Highly sensitive and selective electrochemical detection of dopamine based on CuCrO2-TiO2 composite decorated screen-printed modified electrode

Abstract

In the present study, a dopamine (DA) sensor was constructed based on a screen-printed carbon electrode (SPCE) combined with CuCrO2-TiO2 composite. The CuCrO2-TiO2 composite was prepared by a self-combustion glycine nitrate process (GNP) and used to the selective and sensitive detection of DA. The prepared CuCrO2-TiO2 composite-modified SPCE electrode revealed an enhanced sensor response to the detection of DA, showing high peak current with less oxidation potential. The surface area and phase evolution of the CuCrO2-TiO2 composite were determined by the glycine-nitrate (GN) ratios.

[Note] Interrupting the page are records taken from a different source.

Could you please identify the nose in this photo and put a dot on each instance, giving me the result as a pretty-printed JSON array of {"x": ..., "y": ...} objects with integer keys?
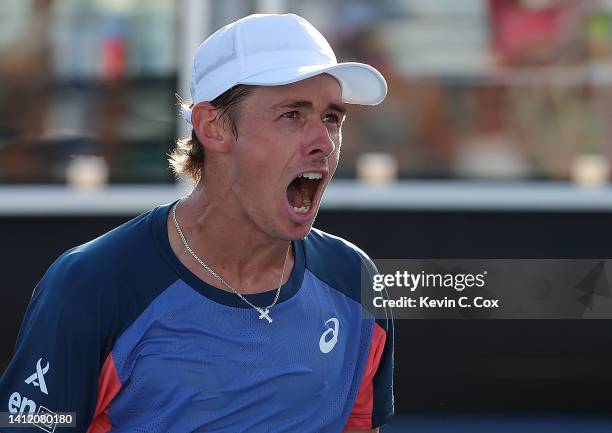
[{"x": 319, "y": 142}]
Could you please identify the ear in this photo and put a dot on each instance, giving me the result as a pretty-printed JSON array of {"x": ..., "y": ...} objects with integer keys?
[{"x": 209, "y": 129}]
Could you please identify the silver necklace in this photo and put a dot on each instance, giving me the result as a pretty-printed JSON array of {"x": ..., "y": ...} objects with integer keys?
[{"x": 264, "y": 312}]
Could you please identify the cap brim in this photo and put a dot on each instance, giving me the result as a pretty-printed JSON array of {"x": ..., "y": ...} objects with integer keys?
[{"x": 361, "y": 84}]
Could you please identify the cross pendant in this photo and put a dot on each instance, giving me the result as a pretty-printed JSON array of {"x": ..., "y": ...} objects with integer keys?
[{"x": 265, "y": 315}]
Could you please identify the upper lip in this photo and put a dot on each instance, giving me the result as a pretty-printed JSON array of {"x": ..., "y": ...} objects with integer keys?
[{"x": 323, "y": 171}]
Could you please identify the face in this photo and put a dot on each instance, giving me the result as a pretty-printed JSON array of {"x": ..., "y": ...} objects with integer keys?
[{"x": 286, "y": 153}]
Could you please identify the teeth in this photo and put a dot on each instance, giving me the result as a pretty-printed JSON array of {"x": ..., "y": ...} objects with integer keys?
[
  {"x": 312, "y": 175},
  {"x": 302, "y": 209}
]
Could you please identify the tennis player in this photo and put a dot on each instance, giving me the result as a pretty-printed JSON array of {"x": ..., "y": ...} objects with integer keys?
[{"x": 223, "y": 311}]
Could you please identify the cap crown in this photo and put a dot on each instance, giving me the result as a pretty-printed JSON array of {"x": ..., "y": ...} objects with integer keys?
[{"x": 251, "y": 46}]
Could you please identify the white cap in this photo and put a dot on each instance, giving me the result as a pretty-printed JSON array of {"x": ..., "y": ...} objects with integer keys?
[{"x": 272, "y": 50}]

The structures of the prepared material were verified by scanning electron microscopy, X-ray diffraction, and scanning transmission electron microscopy studies. The active surface area of the composite was identified by BET surface area analysis. These studies confirmed the porous structure of the CuCrO2-TiO2 composite. The electrochemical performance of the SPCE/CuCrO2-TiO2 electrode was studied by cyclic voltammetry, electrochemical impedance spectroscopy, and differential pulse voltammetry methods. The SPCE/CuCrO2-TiO2 (GN = 1.5) electrode presented distinguished electrocatalytic activity for the detection of DA with a long linear response range (1–230 µM), low detection limit (0.14 µM), and high sensitivity (16.82 µA µM−1 cm−2). The modified sensor also showed outstanding repeatability, storage stability, reproducibility, and along with acceptable practicality.